• server.servlet.encoding.force, server.servlet.encoding.force-request, server.servlet.encoding.force-response
    • HttpEncodingAutoConfiguration applies them to auto-configured CharacterEncodingFilter
      • affects any servlet web app, not just an embedded web server
  • server.servlet.encoding.charset
    • HttpMessageConvertersAutoConfiguration applies it to auto-configured StringHttpMessageConverter
      • affects reading or writing of Strings during blocking HTTP exchanges (Spring MVC, RestTemplate, RestClient)
    • HttpEncodingAutoConfiguration applies it to auto-configured CharacterEncodingFilter
      • affects any servlet web app, not just an embedded web server
  • server.servlet.encoding.mapping
    • HttpEncodingAutoConfiguration applies it to ConfigurableServletWebServerFactory
      • affects servlet web apps using an embedded web server

Prior to https://github.com/spring-projects/spring-boot/issues/18827, properties were all named spring.http.encoding.*.. I think we need to move to somewhere between the two extremes, perhaps the following:

spring.servlet.encoding.charset
spring.servlet.encoding.force
spring.servlet.encoding.force-request
spring.servlet.encoding.force-response

spring.http.converters.string-encoding-charset

server.servlet.encoding.mapping

I'm unsure about both spring.servlet.encoding.charset and spring.http.converters.string-encoding-charset.

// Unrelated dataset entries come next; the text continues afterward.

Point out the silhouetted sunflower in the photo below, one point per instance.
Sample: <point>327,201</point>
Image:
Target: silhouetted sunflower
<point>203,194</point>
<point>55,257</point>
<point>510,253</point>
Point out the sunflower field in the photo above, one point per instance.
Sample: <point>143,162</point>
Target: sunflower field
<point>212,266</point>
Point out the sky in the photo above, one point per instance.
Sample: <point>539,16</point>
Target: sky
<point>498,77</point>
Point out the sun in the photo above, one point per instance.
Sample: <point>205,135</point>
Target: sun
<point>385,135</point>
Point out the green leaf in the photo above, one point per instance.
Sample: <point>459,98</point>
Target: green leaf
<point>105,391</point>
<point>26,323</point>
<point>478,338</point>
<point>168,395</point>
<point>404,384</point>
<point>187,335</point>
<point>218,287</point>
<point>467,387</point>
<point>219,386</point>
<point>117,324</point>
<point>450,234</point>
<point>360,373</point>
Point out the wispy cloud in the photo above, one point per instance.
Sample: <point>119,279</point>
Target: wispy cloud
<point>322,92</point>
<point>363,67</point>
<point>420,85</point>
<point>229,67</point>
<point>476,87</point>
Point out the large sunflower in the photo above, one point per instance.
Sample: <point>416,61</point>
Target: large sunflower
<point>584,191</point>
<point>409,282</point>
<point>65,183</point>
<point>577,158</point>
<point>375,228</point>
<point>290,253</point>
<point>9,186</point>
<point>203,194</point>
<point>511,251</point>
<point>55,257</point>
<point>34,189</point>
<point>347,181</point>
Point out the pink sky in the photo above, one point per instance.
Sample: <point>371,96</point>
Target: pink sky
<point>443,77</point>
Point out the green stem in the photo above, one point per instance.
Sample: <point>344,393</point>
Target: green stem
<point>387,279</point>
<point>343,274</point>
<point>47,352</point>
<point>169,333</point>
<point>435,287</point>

The former should be applied to the auto-configured CharacterEncodingFilter that applies to all servlet web apps. The latter would be applied to the auto-configured StringHttpMessageConverter that applies to any blocking HTTP exchange using Spring MVC, RestTemplate, or RestClient. Having two properties that will have the same value the vast majority of the time is not ideal.

Comment From: wilkinsona

We're going to go with the two properties for now. We can then review all the various encoding properties that we have separately and consider some consolidation.